January 2, 2022

The Year in Review, December 17

This was billed as “an immersive spoken word event” (I was afraid I’d have to wear a bathing suit but I knew there was no swimming pool at The Linda) “where we will look back at 2021 AND look ahead at what we planned for 2022,” the “we” being our own Albanypoets. In fact, this event was held at The Linda, the WAMC theater on Central Ave. in Albany where in past years Albanypoets had organized many spoken word events, & indeed it was a looking back & a looking ahead. It seems fitting now to be posting this in the first days of the New Year.

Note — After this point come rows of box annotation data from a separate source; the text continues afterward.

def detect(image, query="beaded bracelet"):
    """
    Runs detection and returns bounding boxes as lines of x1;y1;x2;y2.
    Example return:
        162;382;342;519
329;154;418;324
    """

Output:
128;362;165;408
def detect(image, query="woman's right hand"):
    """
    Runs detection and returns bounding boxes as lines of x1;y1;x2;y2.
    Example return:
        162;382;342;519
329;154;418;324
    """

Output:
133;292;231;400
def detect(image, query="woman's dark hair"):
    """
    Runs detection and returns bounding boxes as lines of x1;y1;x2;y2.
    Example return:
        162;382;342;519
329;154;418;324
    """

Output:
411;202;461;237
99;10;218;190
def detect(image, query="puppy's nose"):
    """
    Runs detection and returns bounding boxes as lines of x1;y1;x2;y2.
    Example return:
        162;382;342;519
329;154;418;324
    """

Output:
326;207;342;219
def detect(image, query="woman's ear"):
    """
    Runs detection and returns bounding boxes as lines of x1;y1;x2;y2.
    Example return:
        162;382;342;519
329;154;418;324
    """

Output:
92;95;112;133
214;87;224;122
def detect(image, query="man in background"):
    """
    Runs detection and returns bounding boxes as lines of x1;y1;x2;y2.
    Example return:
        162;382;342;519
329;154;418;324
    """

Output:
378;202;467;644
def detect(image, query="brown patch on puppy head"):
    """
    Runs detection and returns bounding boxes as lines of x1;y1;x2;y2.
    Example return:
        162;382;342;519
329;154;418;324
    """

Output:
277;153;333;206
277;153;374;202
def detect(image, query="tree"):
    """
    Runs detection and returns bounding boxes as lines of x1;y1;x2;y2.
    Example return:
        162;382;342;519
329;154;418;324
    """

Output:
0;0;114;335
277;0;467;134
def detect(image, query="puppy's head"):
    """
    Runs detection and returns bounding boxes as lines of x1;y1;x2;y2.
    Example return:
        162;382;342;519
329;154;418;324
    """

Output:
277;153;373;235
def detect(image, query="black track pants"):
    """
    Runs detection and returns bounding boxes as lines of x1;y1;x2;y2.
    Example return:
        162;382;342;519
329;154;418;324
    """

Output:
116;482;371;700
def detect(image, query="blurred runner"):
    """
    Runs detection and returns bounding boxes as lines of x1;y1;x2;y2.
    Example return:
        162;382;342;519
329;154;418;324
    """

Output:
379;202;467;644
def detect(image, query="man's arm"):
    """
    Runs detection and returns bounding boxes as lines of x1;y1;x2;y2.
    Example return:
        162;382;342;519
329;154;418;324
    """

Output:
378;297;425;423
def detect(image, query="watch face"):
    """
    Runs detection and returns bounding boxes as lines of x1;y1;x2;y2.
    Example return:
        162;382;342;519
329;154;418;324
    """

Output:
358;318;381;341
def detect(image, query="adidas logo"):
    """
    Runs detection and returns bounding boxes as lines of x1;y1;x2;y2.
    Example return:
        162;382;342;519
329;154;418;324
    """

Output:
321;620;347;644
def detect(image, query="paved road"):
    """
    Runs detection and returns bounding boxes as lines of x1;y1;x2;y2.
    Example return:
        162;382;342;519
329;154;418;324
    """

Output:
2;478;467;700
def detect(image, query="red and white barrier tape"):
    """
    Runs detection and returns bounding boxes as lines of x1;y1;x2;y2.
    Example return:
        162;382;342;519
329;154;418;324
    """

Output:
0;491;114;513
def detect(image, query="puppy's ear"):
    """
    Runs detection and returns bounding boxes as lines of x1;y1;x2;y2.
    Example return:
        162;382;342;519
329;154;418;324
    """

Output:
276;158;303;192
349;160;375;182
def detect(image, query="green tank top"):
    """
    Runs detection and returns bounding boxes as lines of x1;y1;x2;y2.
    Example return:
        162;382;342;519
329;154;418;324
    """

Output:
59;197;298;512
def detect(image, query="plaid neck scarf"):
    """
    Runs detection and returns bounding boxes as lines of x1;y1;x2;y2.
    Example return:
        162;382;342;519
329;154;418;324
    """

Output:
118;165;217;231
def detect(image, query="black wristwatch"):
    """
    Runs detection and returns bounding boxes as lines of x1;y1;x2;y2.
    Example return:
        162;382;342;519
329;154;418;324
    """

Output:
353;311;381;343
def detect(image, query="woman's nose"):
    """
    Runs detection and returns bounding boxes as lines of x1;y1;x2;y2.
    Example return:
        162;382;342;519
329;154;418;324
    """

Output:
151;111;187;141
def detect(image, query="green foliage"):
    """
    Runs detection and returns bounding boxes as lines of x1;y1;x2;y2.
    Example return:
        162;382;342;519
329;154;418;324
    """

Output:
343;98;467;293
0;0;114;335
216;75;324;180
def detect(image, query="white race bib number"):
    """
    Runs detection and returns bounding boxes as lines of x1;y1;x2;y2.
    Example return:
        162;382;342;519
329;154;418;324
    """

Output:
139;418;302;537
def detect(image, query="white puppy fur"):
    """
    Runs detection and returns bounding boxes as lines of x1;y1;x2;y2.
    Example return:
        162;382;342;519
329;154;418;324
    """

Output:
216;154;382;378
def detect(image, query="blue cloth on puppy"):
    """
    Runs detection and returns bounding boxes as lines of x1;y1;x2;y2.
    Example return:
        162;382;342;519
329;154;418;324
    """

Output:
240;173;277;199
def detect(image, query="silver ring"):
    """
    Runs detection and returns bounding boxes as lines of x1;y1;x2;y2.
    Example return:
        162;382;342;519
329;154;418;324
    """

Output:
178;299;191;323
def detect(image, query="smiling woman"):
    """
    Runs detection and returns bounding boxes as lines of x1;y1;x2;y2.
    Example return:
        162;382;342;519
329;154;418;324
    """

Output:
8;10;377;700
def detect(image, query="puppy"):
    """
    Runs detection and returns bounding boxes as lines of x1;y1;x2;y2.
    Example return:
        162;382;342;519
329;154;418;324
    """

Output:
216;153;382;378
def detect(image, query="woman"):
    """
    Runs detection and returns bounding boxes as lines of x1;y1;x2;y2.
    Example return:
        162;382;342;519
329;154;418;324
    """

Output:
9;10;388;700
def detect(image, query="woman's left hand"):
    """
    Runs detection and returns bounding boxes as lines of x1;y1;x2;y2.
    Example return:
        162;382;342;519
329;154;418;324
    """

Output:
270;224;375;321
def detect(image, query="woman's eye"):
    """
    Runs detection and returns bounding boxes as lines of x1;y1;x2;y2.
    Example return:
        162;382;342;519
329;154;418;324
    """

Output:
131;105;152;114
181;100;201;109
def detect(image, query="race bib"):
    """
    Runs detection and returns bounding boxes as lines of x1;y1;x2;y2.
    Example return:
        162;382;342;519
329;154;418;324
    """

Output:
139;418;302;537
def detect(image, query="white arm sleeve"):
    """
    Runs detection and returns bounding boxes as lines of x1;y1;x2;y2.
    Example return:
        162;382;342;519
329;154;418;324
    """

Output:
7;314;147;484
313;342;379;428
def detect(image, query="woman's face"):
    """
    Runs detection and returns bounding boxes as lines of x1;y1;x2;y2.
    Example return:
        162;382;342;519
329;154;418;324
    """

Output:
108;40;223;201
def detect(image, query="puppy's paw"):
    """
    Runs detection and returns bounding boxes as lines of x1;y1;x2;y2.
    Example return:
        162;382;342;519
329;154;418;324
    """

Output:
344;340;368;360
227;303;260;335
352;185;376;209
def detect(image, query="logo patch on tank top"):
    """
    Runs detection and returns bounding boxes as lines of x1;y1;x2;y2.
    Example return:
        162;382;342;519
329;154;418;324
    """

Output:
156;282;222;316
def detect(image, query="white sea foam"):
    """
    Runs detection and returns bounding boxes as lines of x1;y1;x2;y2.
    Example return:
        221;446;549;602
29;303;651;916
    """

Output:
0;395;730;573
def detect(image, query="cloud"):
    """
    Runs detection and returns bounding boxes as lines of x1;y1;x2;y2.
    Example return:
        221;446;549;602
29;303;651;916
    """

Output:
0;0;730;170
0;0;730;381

There were 8 local poets performing, well-known to one degree or another to the larger poetic community. Peter Hughes, General Manager of The Linda introduced Thom Francis, el presidente of Albanypoets, who was the MC & was one of the performing poets. 

First up to the mic was James Duncan, with poems from/about a variety of places, from Albany, to the NYC “Skyway, to East Greenbush (“Jaws of Memory”). He read (“A Splinter”) about finding a copy of Carl Sandburg’s Harvest Poems in a 2nd hand bookstore in Columbia County; you can find James’ accounts of his visits to bookstores far & near on the AlbanyPoets.com website. His poem “Who Lives Here?” was about where he lives now on Pine Ave. (either South Pine or North Pine), in close proximity to other readers here tonight & audience members. His reading also introduced the night’s multi-media aspect of videos playing behind the readers, shots of local areas, or other places such as NYC that we, the audience, recognized.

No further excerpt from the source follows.